Aligning Star Charts... Stand by for scatter data...
This study was run by setting a fixed local problem size per core/process. Instance types vary in their total core/process counts (`N`), which also defines the X-axis for the scatter plot. Comparing raw values is not always an "apples-to-apples" comparison for a fixed global problem size, but rather shows how performance scales. The following table explains the metrics available and how they might be interpreted in this context.
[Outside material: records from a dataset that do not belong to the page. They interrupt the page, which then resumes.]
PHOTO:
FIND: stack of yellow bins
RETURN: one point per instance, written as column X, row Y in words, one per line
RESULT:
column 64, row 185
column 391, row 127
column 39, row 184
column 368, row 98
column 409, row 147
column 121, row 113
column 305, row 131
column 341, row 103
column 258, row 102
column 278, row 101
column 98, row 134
Original Metric (from HPCG Output) | Normalized Metric Name for Plot | Normalization Formula (Conceptual) | Expected Trend in Ideal Weak Scaling |
---|---|---|---|
GFLOP/s Summary::Raw SpMV= (and other raw GFLOP/s) |
Per-Core SpMV GFLOP/s (or MG, DDOT, WAXPBY, Total) | V(Raw_Metric_GFLOPs) / N |
Constant |
Final Summary::HPCG result is VALID with a GFLOP/s rating of= |
Per-Core Official FOM (GFLOP/s) | V(Official_FOM) / N |
Constant |
Benchmark Time Summary::Total= |
Avg. Time per CG Iteration (approx.) | V(Total_Time) / Total_Optimized_CG_Iterations |
Constant |
GB/s Summary::Raw Total B/W= (and read/write) |
Per-Core Total Memory BW (GB/s) (or Read/Write) | V(Total_BW) / N |
Constant |
Memory Use Information::Total memory used for data (Gbytes)= |
Per-Core Memory Used (GB) | V(Memory_Used) / N |
Constant |
Setup Information::Setup Time= |
Per-Core Setup Time (sec) | V(Setup_Time) / N |
Constant / Slow Growth |
DDOT Timing Variations::Max DDOT MPI_Allreduce time= |
Max MPI_Allreduce Time (sec) | V(Max_Allreduce_Time) (compare raw values) |
Slow Growth |
DDOT Timing Variations::Avg DDOT MPI_Allreduce time= |
Avg MPI_Allreduce Time (sec) | V(Avg_Allreduce_Time) (compare raw values) |
Slow Growth |
Benchmark Time Summary::DDOT= |
Avg. DDOT Time per CG Iteration (approx.) | V(Total_DDOT_Time) / Total_Optimized_CG_Iterations |
Constant / Slow Growth |
Spectral Convergence Tests::Unpreconditioned::Maximum iteration count= |
Unpreconditioned CG Iterations | V(Iteration_Count) (compare raw values) |
Constant |
Note: `V(Metric)` refers to the value of the metric, and `N` is the total number of Cores/MPI processes for the instance (from the JSON `coreMap`). "Total Optimized CG Iterations" is also extracted from the HPCG output. For metrics in the table labeled "Per-Core," you would perform the division by `N` *before* creating the JSON file if you want the Y-axis to show these normalized values. Otherwise, the Y-axis shows raw values, and the table guides interpretation. Metrics not explicitly listed as "Per-Core" in the table are generally plotted as their raw values.